During Illumina's first-quarter earnings call on April 30, deSouza said that the company's mission to improve human health by unlocking the power of the genome has never been more relevant.
"Susceptibility to COVID-19 is almost certainly in part genetic," he said, according to SeekingAlpha transcripts of the call. "And it’s important to understand the interactions between viral and host genetics to potentially identify those individuals most at risk and support the development of therapies and vaccines."
Illumina is supporting multiple collaborations with partners, including the New York Genome Center, Stanford, Adaptive Biotechnology, and Genomics England to better understand the evolution of the viral genome and potential genetic factors determining an immune response, deSouza said. In terms of testing, while the majority of testing has and will occur using PCR and serology-based tests, deSouza said there are numerous groups looking to multiplex testing using next-generation sequencing technology.

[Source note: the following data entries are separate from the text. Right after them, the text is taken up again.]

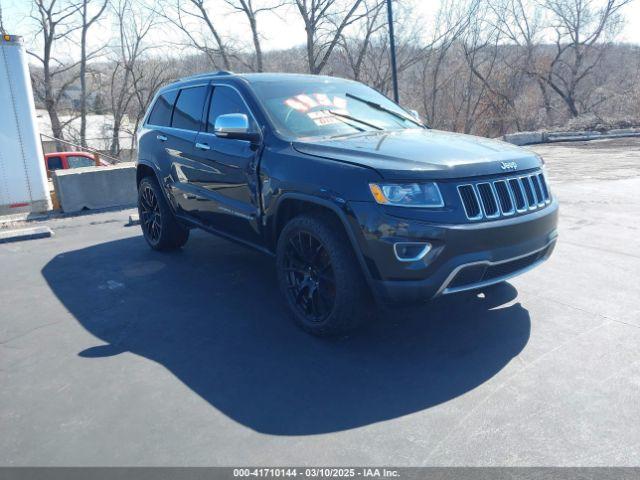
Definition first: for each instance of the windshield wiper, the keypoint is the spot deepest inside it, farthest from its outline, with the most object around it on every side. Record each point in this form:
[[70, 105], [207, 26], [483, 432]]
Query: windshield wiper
[[355, 119], [379, 107]]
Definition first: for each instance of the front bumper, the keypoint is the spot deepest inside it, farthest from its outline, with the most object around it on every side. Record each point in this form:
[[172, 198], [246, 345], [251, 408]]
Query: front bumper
[[463, 256]]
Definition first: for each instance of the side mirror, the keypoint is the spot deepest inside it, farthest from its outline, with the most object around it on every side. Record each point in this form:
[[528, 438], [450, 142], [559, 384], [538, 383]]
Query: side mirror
[[416, 115], [234, 126]]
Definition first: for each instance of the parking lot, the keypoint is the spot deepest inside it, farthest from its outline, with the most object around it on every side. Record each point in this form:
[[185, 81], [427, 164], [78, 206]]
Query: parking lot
[[111, 354]]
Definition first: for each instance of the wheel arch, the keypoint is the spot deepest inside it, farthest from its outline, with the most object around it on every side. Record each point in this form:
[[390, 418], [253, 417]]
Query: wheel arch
[[144, 169], [292, 204]]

In response to an analyst question during the earnings call, deSouza said he expects to see more NGS testing happen for diagnostic testing of symptomatic individuals.
Will next-generation sequencing support COVID-19 surveillance capabilities?
Some Illumina customers are working on ultra-high throughput NGS-based screening tests for return to work programs, deSouza said. While these efforts are early, our teams are working to help customers meet the testing challenges that have been highlighted as critical to enable our economies to sustainably recover without placing individuals at risk.
Even at that time, Illumina had already released a number of workflows and data analytics to help identify the virus and track its transmission, deSouza said, including: a shotgun metagenomics application to enable researchers and academics to detect and characterize SARS-CoV-2 and other novel pathogens for epidemiology; the application also supports the unbiased detection of co-infections and the profiling of host response genes to study co-morbidities and human immune response; an enrichment workflow for public health labs to enable highly accurate detection of SARS-CoV-2 and viral sequence information to optimize containment strategies and identify co-infections of other respiratory viruses that may require different treatments; an amplicon workflow to support public health labs studying SARS-CoV-2 epidemiology with co-infections at higher sample volumes; and a new software toolkit that makes it easier for researchers to detect and identify SARS-CoV-2 viral sequences and contribute their findings to public databases. Illumina has made that toolkit freely available to anyone using an Illumina sequencer, deSouza said.
"So there is another need for NGS to be used in surveillance capabilities," he said. "Another area that’s emerging is the idea of using ultra high throughput screening testing to bring people back to work, and so there are concepts being developed by customers of ours around using NGS to deliver that ultra high throughput screening capability to move healthy people back to work, and in some cases to do regular testing to keep healthy people back at work. And so we’re seeing that emerge as a possibility as well for NGS based testing."
And other emerging need for next-generation sequencing in the fight against COVID-19, deSouza said, is in research. That could be to develop additional diagnostic tests, therapies, or to better understand host responses, he said.